Tuesday, January 26, 2016

them deep Q-networks though...,

wikipedia |  Q-learning is a model-free reinforcement learning technique. Specifically, Q-learning can be used to find an optimal action-selection policy for any given (finite) Markov decision process (MDP). It works by learning an action-value function that ultimately gives the expected utility of taking a given action in a given state and following the optimal policy thereafter. A policy is a rule that the agent follows in selecting actions, given the state it is in. When such an action-value function is learned, the optimal policy can be constructed by simply selecting the action with the highest value in each state. One of the strengths of Q-learning is that it is able to compare the expected utility of the available actions without requiring a model of the environment. Additionally, Q-learning can handle problems with stochastic transitions and rewards, without requiring any adaptations. It has been proven that for any finite MDP, Q-learning eventually finds an optimal policy, in the sense that the expected value of the total reward return over all successive steps, starting from the current state, is the maximum achievable.
Delayed Q-learning is an alternative implementation of the online Q-learning algorithm, with Probably approximately correct learning (PAC).[11]
Because the maximum approximated action value is used in the Q-learning update, in noisy environments Q-learning can sometimes overestimate the actions values, slowing the learning.

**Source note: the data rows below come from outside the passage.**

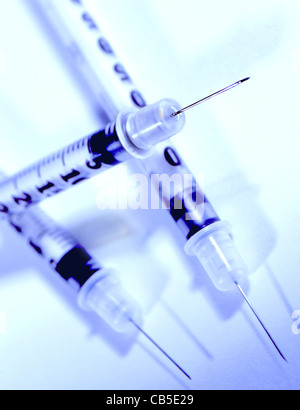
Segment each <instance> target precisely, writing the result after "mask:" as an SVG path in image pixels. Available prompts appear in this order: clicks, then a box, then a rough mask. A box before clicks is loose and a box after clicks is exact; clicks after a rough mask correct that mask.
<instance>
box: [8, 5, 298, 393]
mask: <svg viewBox="0 0 300 410" xmlns="http://www.w3.org/2000/svg"><path fill="white" fill-rule="evenodd" d="M30 3H31V1H29V0H28V1H21V0H13V1H10V2H7V1H4V0H0V51H1V59H2V60H4V62H5V67H4V68H5V69H4V68H3V66H2V69H1V76H0V90H1V92H0V131H1V134H0V135H1V137H0V138H1V150H0V161H1V162H0V163H1V168H2V169H3V170H4V171H5V172H6V173H7V174H10V173H13V172H15V171H18V170H19V169H21V168H22V167H23V166H25V165H29V164H30V163H31V162H32V161H34V160H37V159H39V158H40V157H41V156H43V155H46V154H48V153H50V152H52V151H55V150H57V149H59V148H61V147H62V146H63V145H66V144H68V143H70V142H72V141H73V140H76V139H78V138H80V137H81V136H84V135H88V134H89V133H91V132H94V131H95V130H96V129H97V128H99V127H100V128H101V126H102V125H104V124H103V122H102V120H101V119H100V118H99V116H98V115H97V114H96V109H95V107H94V106H93V104H92V103H91V102H90V100H89V96H88V94H87V93H86V91H85V90H84V88H83V86H82V85H80V83H78V81H77V80H78V79H77V77H76V75H74V72H73V71H72V69H71V68H70V65H69V64H68V63H67V60H64V59H63V58H62V52H61V50H59V48H58V47H57V46H56V45H55V43H54V42H53V41H52V37H51V35H50V34H49V31H48V30H47V29H46V27H44V25H43V24H42V23H41V21H39V19H38V18H37V15H36V14H35V13H34V12H33V10H32V8H31V7H29V5H30ZM86 3H87V4H88V5H89V6H90V8H91V9H93V10H94V12H96V13H97V14H98V16H99V21H100V23H101V26H102V27H103V30H104V31H105V33H106V36H107V37H108V38H109V40H110V42H111V43H112V44H113V46H114V48H115V50H116V52H117V53H118V54H119V56H120V60H121V61H122V62H123V64H124V65H125V66H127V69H128V71H129V72H130V73H131V76H132V77H133V79H134V81H135V82H136V83H137V84H138V86H139V87H140V89H141V90H142V92H143V93H144V94H145V95H146V97H147V99H148V101H150V102H154V101H156V100H158V99H160V98H163V97H173V98H176V99H177V100H179V101H180V102H182V104H185V103H186V104H189V103H190V102H193V101H195V100H197V99H199V98H201V97H204V96H205V95H207V94H210V93H211V92H214V91H216V90H218V89H220V88H222V87H224V86H226V85H228V84H231V83H233V82H234V81H236V80H239V79H240V78H243V77H246V76H248V75H250V76H251V77H252V79H251V82H248V83H246V84H245V85H243V86H241V87H239V88H238V89H235V90H233V91H231V92H230V93H228V94H226V96H225V95H224V96H222V97H219V98H218V99H216V100H214V101H213V102H212V101H211V102H210V103H208V104H207V105H206V106H202V107H201V108H199V109H198V110H194V111H193V112H192V111H191V112H190V113H189V115H188V117H187V119H188V121H187V126H186V129H185V130H184V132H183V133H182V134H180V135H178V136H176V137H175V138H174V143H175V144H176V146H177V147H178V149H179V150H180V152H181V154H182V156H183V158H184V159H185V161H186V162H187V164H188V165H189V167H190V168H191V169H192V171H193V172H194V173H203V174H204V177H205V183H206V193H207V195H208V197H209V198H210V200H211V202H212V203H213V205H214V206H215V208H216V209H217V210H218V212H219V214H220V215H221V216H222V218H224V219H227V220H229V221H230V222H231V223H232V225H233V230H234V233H235V239H236V243H237V246H238V247H239V249H240V251H241V253H242V254H243V256H244V259H245V260H246V262H247V263H248V265H249V266H250V269H251V271H252V273H253V274H252V275H251V276H250V281H249V282H250V285H249V288H248V289H247V294H248V295H249V297H250V299H251V300H252V302H253V304H254V305H255V307H256V308H257V310H258V311H259V312H260V314H261V316H262V318H263V320H264V322H265V323H266V325H267V327H268V328H269V330H270V332H271V334H272V335H273V336H274V338H275V339H276V341H277V342H278V344H279V346H280V347H281V349H282V350H283V352H284V353H285V355H286V356H287V358H288V361H289V364H286V363H284V362H283V361H282V360H281V359H280V357H279V356H278V355H277V353H276V351H275V350H274V349H273V347H272V345H271V344H270V343H269V341H268V340H267V338H266V336H265V335H264V334H263V333H262V331H261V329H260V328H259V326H258V324H257V323H256V322H255V319H254V318H253V317H252V316H251V313H250V312H249V311H248V309H247V307H246V306H245V304H244V303H243V302H242V301H241V299H240V297H239V295H238V294H221V293H219V292H218V291H216V290H215V289H214V288H213V287H212V285H211V284H210V282H209V281H208V280H207V279H206V277H205V276H204V274H203V272H201V269H200V268H199V267H198V266H197V264H196V262H195V261H194V260H193V259H189V258H188V257H186V256H185V254H184V252H183V251H182V247H183V244H184V240H183V239H182V238H181V237H180V232H179V231H177V228H176V226H175V225H174V223H173V221H172V220H171V219H170V218H169V216H168V215H167V213H166V212H165V211H162V212H146V211H134V212H133V211H105V212H100V211H99V209H98V208H97V197H98V195H102V192H103V186H104V185H106V189H109V184H108V182H109V180H110V177H111V176H109V175H108V174H106V175H105V174H103V175H100V176H99V177H96V178H95V179H94V180H92V181H88V182H86V183H85V184H84V185H81V186H78V187H76V188H74V189H73V190H72V191H70V192H67V193H63V194H61V195H60V196H58V197H57V198H53V199H51V200H49V201H48V202H47V203H45V204H44V205H43V208H44V209H46V210H47V212H48V213H49V214H51V216H53V217H54V218H55V219H56V220H57V221H58V222H59V223H61V224H62V225H64V226H65V227H66V228H68V229H69V230H70V231H71V232H73V233H74V234H75V235H76V236H77V238H78V239H79V240H80V242H81V243H82V244H83V245H84V246H86V248H87V249H88V250H89V251H90V252H93V254H94V255H95V256H96V257H97V258H98V259H99V261H100V262H101V263H102V264H105V265H108V266H112V267H114V268H115V269H116V270H117V271H118V272H119V274H120V277H121V279H122V281H123V284H124V286H125V287H126V289H127V290H128V291H129V292H130V293H132V294H133V295H134V296H135V297H136V299H137V300H138V301H139V302H140V303H141V305H142V307H143V309H144V312H145V326H144V327H145V330H147V331H148V332H149V333H150V334H151V335H152V336H153V337H154V338H156V339H157V341H158V342H159V343H161V344H162V346H163V347H164V348H165V349H166V350H167V351H168V352H169V353H170V354H171V355H172V356H173V357H174V358H175V359H176V360H177V361H178V362H179V363H180V364H181V365H182V366H183V367H184V368H185V370H187V371H188V372H189V373H190V374H191V376H192V378H193V380H192V382H188V380H185V378H184V377H182V376H181V374H180V373H178V372H177V370H176V369H175V368H173V366H172V364H169V363H168V362H167V361H166V360H165V359H164V358H163V357H162V356H161V355H160V353H159V352H156V351H155V348H154V347H153V348H152V347H151V346H149V344H148V342H147V341H145V340H144V339H143V337H142V336H138V335H136V334H135V333H134V334H130V335H125V336H120V335H118V334H115V333H114V332H113V331H111V330H110V329H109V328H108V326H106V325H105V324H104V323H103V322H101V321H100V320H98V319H97V318H95V317H94V316H93V315H87V314H85V313H83V312H81V311H80V310H79V308H77V306H76V298H75V296H76V295H74V294H73V291H72V289H69V288H68V287H67V286H66V284H65V283H64V282H63V281H61V280H60V278H58V277H57V276H56V275H53V273H52V272H51V270H50V268H49V267H48V266H47V265H46V264H45V262H44V261H43V260H42V259H40V258H39V257H38V256H37V255H35V254H34V253H33V252H32V251H31V250H30V249H29V248H28V246H27V244H26V243H25V242H23V240H22V238H19V237H18V235H17V234H16V233H14V232H13V231H12V230H11V229H10V228H8V227H7V226H6V225H5V223H3V225H1V247H0V256H1V257H0V311H1V316H0V318H1V322H2V325H1V335H0V347H1V348H0V358H1V359H0V363H1V364H0V388H1V389H101V390H102V389H174V390H177V389H298V388H299V384H300V377H299V370H300V369H299V362H300V360H299V359H300V352H299V342H300V335H299V336H296V335H294V334H293V333H292V324H293V321H292V318H291V317H292V313H293V311H295V310H297V309H300V302H299V288H300V276H299V271H300V270H299V268H300V256H299V249H298V243H299V240H300V236H299V225H300V224H299V216H300V215H299V205H298V203H299V199H300V194H299V182H298V178H299V171H300V165H299V148H300V145H299V108H298V107H299V105H298V96H299V84H300V46H299V38H300V28H299V19H298V16H299V12H300V6H299V3H298V2H297V1H279V0H278V1H274V0H272V1H268V0H261V1H252V2H251V4H250V3H249V4H247V5H245V3H241V2H240V1H234V0H229V1H227V2H221V1H220V0H218V1H217V0H215V1H211V2H209V3H208V2H204V1H196V0H187V1H185V2H180V1H178V0H172V1H169V0H163V1H158V0H151V1H147V0H146V1H142V2H141V1H138V0H126V2H124V1H121V0H109V1H108V0H90V1H86ZM123 171H124V168H122V167H120V168H119V169H116V170H114V171H112V172H113V173H115V175H118V173H120V172H123ZM104 181H107V184H105V183H104ZM4 319H5V320H4ZM4 321H5V323H4ZM4 325H5V326H4Z"/></svg>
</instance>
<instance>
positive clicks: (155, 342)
mask: <svg viewBox="0 0 300 410" xmlns="http://www.w3.org/2000/svg"><path fill="white" fill-rule="evenodd" d="M129 320H130V322H131V323H132V324H133V325H134V326H135V327H136V328H137V329H138V330H139V331H140V332H141V333H142V334H143V335H144V336H145V337H146V338H147V339H148V340H149V341H150V342H151V343H153V345H154V346H156V347H157V348H158V350H159V351H160V352H161V353H162V354H163V355H164V356H165V357H166V358H167V359H169V360H170V361H171V362H172V363H173V364H174V365H175V366H176V367H177V369H179V370H180V371H181V372H182V373H183V374H184V375H185V376H186V377H187V378H188V379H189V380H192V379H191V377H190V376H189V375H188V374H187V372H186V371H184V370H183V368H182V367H180V366H179V364H178V363H177V362H175V360H173V359H172V357H171V356H169V355H168V353H166V351H165V350H163V349H162V348H161V347H160V346H159V345H158V344H157V343H156V342H155V341H154V340H153V339H152V337H150V336H149V335H148V333H146V332H145V331H144V330H143V329H142V328H141V327H140V326H139V325H138V324H137V323H136V322H135V321H134V320H133V319H129Z"/></svg>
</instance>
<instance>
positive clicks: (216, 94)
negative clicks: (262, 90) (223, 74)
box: [172, 77, 250, 117]
mask: <svg viewBox="0 0 300 410" xmlns="http://www.w3.org/2000/svg"><path fill="white" fill-rule="evenodd" d="M248 80H250V77H247V78H244V79H243V80H240V81H237V82H236V83H234V84H231V85H229V86H228V87H225V88H223V89H222V90H220V91H217V92H215V93H213V94H211V95H209V96H207V97H205V98H202V99H201V100H199V101H197V102H195V103H193V104H191V105H188V106H187V107H185V108H182V109H181V110H179V111H177V112H175V113H174V114H172V116H173V117H175V116H176V115H179V114H182V113H183V112H185V111H188V110H190V109H191V108H194V107H197V105H200V104H202V103H204V102H206V101H208V100H210V99H212V98H214V97H217V96H218V95H220V94H223V93H225V92H226V91H229V90H231V89H232V88H235V87H237V86H238V85H240V84H243V83H244V82H245V81H248Z"/></svg>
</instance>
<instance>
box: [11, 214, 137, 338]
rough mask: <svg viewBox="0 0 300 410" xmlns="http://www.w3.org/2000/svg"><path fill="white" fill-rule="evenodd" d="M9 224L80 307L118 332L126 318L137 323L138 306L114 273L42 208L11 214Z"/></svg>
mask: <svg viewBox="0 0 300 410" xmlns="http://www.w3.org/2000/svg"><path fill="white" fill-rule="evenodd" d="M10 223H11V225H12V226H13V227H14V228H15V229H16V230H17V232H18V233H20V234H22V235H23V237H24V238H26V239H27V241H28V242H29V244H30V245H31V247H32V248H33V249H34V250H35V251H37V252H38V253H39V254H40V255H41V256H42V257H43V258H44V259H45V260H46V261H47V262H48V263H49V264H50V266H51V268H52V269H53V270H55V271H56V272H57V273H58V274H59V275H60V276H61V277H62V278H63V279H64V280H65V281H66V282H67V283H68V284H70V285H71V286H72V287H75V289H76V290H77V293H78V304H79V306H80V307H81V308H82V309H84V310H90V311H94V312H95V313H96V314H97V315H99V316H100V317H101V318H102V319H103V320H105V321H106V322H107V324H108V325H109V326H111V327H112V328H113V329H114V330H116V331H118V332H125V331H127V330H129V329H130V328H131V327H132V324H131V322H130V319H132V320H134V321H135V323H137V324H141V322H142V314H141V309H140V307H139V305H138V304H137V302H135V301H134V300H133V299H132V298H131V296H130V295H129V294H127V293H126V292H125V291H124V289H123V288H122V286H121V284H120V282H119V280H118V279H117V278H116V276H115V274H114V273H113V272H112V271H111V270H108V269H106V268H103V267H101V266H100V265H99V264H98V263H97V261H96V260H95V259H94V258H93V257H92V256H91V255H89V254H88V252H87V251H86V250H85V249H84V248H83V247H82V246H81V245H80V244H79V243H78V241H77V240H75V238H74V237H73V236H72V235H71V234H69V233H68V232H67V231H66V230H65V229H63V228H61V227H60V226H58V225H57V224H56V223H55V222H54V221H53V220H52V219H51V218H49V217H48V216H47V215H46V214H45V213H44V212H43V211H41V210H40V209H34V211H33V210H28V211H27V212H24V213H21V214H18V215H14V216H13V217H11V219H10Z"/></svg>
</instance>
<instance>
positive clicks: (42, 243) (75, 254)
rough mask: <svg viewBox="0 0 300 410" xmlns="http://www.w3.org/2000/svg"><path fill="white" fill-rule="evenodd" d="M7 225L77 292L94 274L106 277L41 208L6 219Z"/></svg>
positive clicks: (103, 272) (87, 256) (87, 254)
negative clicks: (70, 285) (23, 237)
mask: <svg viewBox="0 0 300 410" xmlns="http://www.w3.org/2000/svg"><path fill="white" fill-rule="evenodd" d="M9 222H10V224H11V225H12V226H13V227H14V228H15V229H16V231H17V232H18V233H20V234H21V235H22V236H23V237H24V238H25V239H26V240H27V241H28V243H29V245H30V246H31V247H32V248H33V249H34V250H35V251H36V252H37V253H38V254H40V255H41V256H42V257H43V258H44V259H45V261H46V262H47V263H49V265H50V266H51V268H52V269H53V270H55V271H56V272H57V273H59V275H60V276H61V277H62V278H63V279H64V280H65V281H66V282H68V283H69V284H71V285H72V286H74V285H75V286H76V288H77V290H78V289H79V288H80V287H82V286H83V285H84V284H85V283H86V282H87V281H88V280H89V279H90V277H91V276H93V275H94V274H95V273H98V275H99V273H101V275H102V276H105V274H106V273H105V269H103V268H102V267H101V266H100V265H99V264H98V263H97V262H96V261H95V260H94V258H93V257H92V256H91V255H89V254H88V252H87V251H86V250H85V249H84V248H83V247H82V246H81V245H80V244H79V243H78V241H77V240H76V239H75V238H74V237H73V235H71V234H70V233H69V232H68V231H67V230H65V229H64V228H62V227H61V226H59V225H58V224H56V222H54V221H53V220H52V219H51V218H50V217H49V216H48V215H46V214H45V213H44V212H43V211H42V210H41V209H39V208H37V207H36V208H35V209H34V210H33V209H29V210H27V211H26V212H23V213H20V214H18V215H13V216H12V217H10V218H9Z"/></svg>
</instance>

A recent variant called Double Q-learning was proposed to correct this. [12]
Greedy GQ is a variant of Q-learning to use in combination with (linear) function approximation.[13] The advantage of Greedy GQ is that convergence guarantees can be given even when function approximation is used to estimate the action values.

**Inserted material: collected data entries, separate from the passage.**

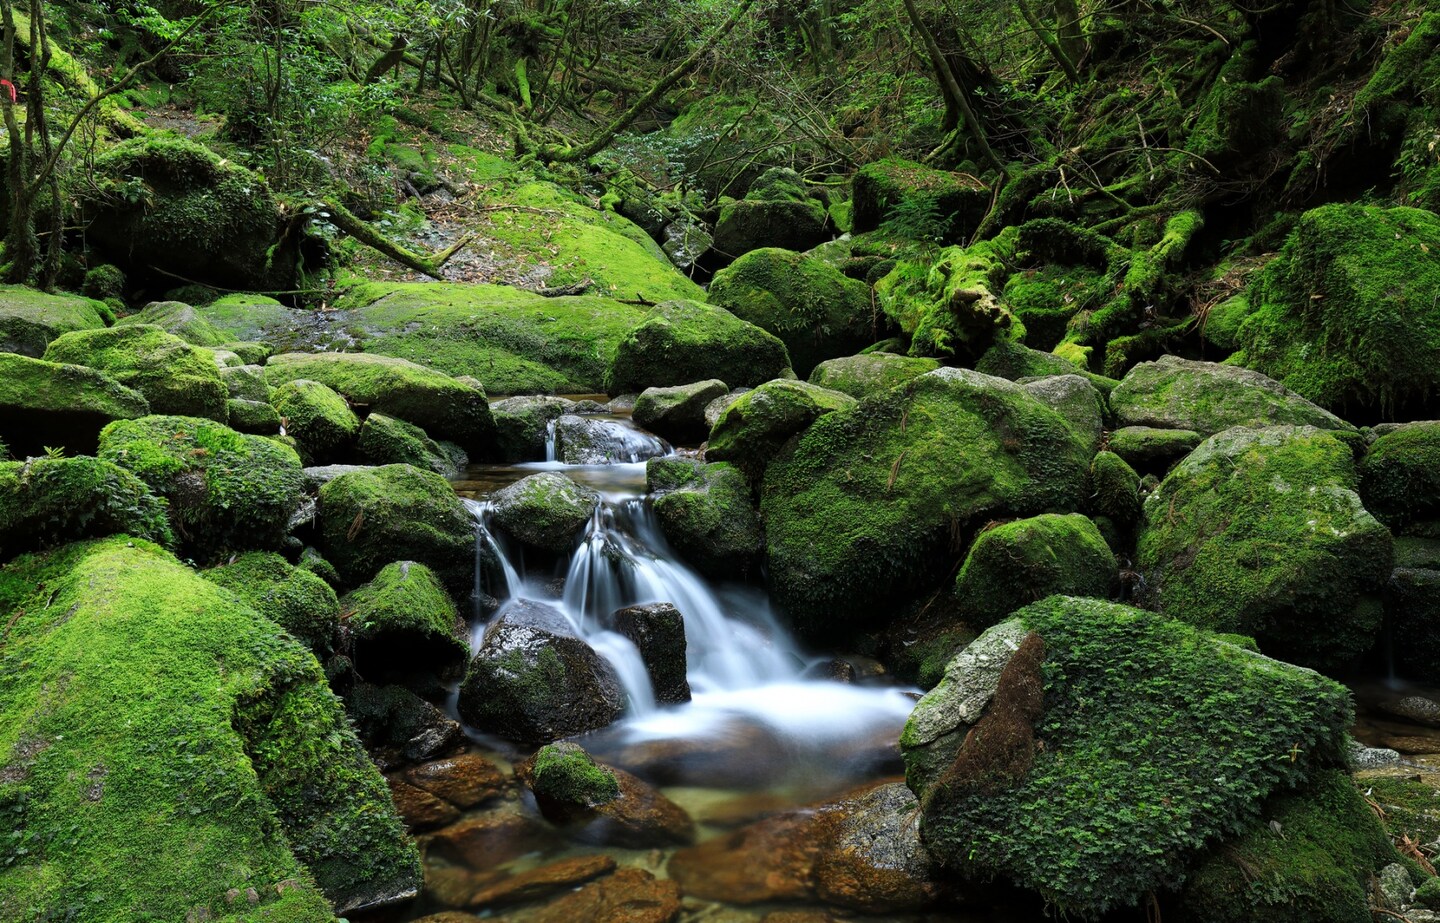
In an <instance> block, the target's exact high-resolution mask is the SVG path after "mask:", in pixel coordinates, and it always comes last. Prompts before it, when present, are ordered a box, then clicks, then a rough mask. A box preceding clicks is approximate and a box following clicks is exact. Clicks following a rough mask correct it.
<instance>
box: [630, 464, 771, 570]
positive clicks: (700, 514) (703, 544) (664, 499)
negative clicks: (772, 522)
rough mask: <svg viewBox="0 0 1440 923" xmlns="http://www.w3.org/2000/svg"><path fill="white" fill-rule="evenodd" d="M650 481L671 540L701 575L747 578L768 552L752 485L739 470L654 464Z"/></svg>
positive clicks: (666, 530)
mask: <svg viewBox="0 0 1440 923" xmlns="http://www.w3.org/2000/svg"><path fill="white" fill-rule="evenodd" d="M683 467H688V468H690V471H688V472H684V471H681V468H683ZM645 478H647V487H648V490H649V492H651V497H652V498H654V500H652V505H654V510H655V518H658V520H660V527H661V530H662V531H664V533H665V539H667V540H668V541H670V544H671V546H674V549H675V550H677V551H680V554H681V557H684V559H685V560H688V562H690V563H691V564H694V566H696V567H698V569H700V570H701V572H704V573H707V575H711V576H730V575H737V573H743V572H746V570H747V569H749V567H750V564H752V563H753V562H755V560H756V559H757V557H759V554H760V551H763V550H765V534H763V531H762V528H760V517H759V514H756V511H755V505H752V503H750V485H749V482H747V481H746V478H744V475H743V474H740V469H739V468H736V467H734V465H730V464H726V462H714V464H710V465H704V464H700V462H696V461H690V459H678V458H675V459H670V458H652V459H651V461H649V462H648V464H647V467H645Z"/></svg>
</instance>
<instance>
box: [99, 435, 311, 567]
mask: <svg viewBox="0 0 1440 923" xmlns="http://www.w3.org/2000/svg"><path fill="white" fill-rule="evenodd" d="M99 456H101V458H104V459H107V461H112V462H115V464H117V465H120V467H121V468H127V469H130V471H132V472H134V474H135V475H137V477H140V479H141V481H144V482H145V484H148V485H150V490H153V491H154V492H157V494H158V495H161V497H164V498H166V500H168V501H170V521H171V524H173V526H174V531H176V536H177V537H179V539H180V547H181V549H183V550H184V551H186V553H187V554H189V556H190V557H194V559H196V560H202V562H209V560H215V559H216V557H219V556H220V554H222V553H225V551H232V550H248V549H261V550H265V549H275V547H279V544H281V541H282V540H284V539H285V533H287V530H288V527H289V517H291V515H292V514H294V513H295V510H297V508H298V507H300V503H301V500H302V497H304V484H305V481H304V478H305V475H304V474H302V471H301V465H300V458H298V456H297V455H295V452H292V451H291V449H288V448H287V446H284V445H279V444H278V442H275V441H272V439H266V438H264V436H246V435H242V433H238V432H235V431H233V429H230V428H229V426H223V425H220V423H212V422H210V420H203V419H197V418H193V416H147V418H143V419H138V420H118V422H115V423H111V425H109V426H107V428H105V429H104V432H101V435H99Z"/></svg>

Q-learning may suffer from slow rate of convergence, especially when the discount factor \gamma is close to one.[14] Speedy Q-learning, a new variant of Q-learning algorithm, deals with this problem and achieves a provably same rate of convergence as model-based methods such as value iteration.[15]
A recent application of Q-learning to deep learning, by Google DeepMind, titled "deep reinforcement learning" or "deep Q-networks", has been successful at playing some Atari 2600 games at expert human levels. Preliminary results were presented in 2014, with a paper published in February 2015 in Nature.[16]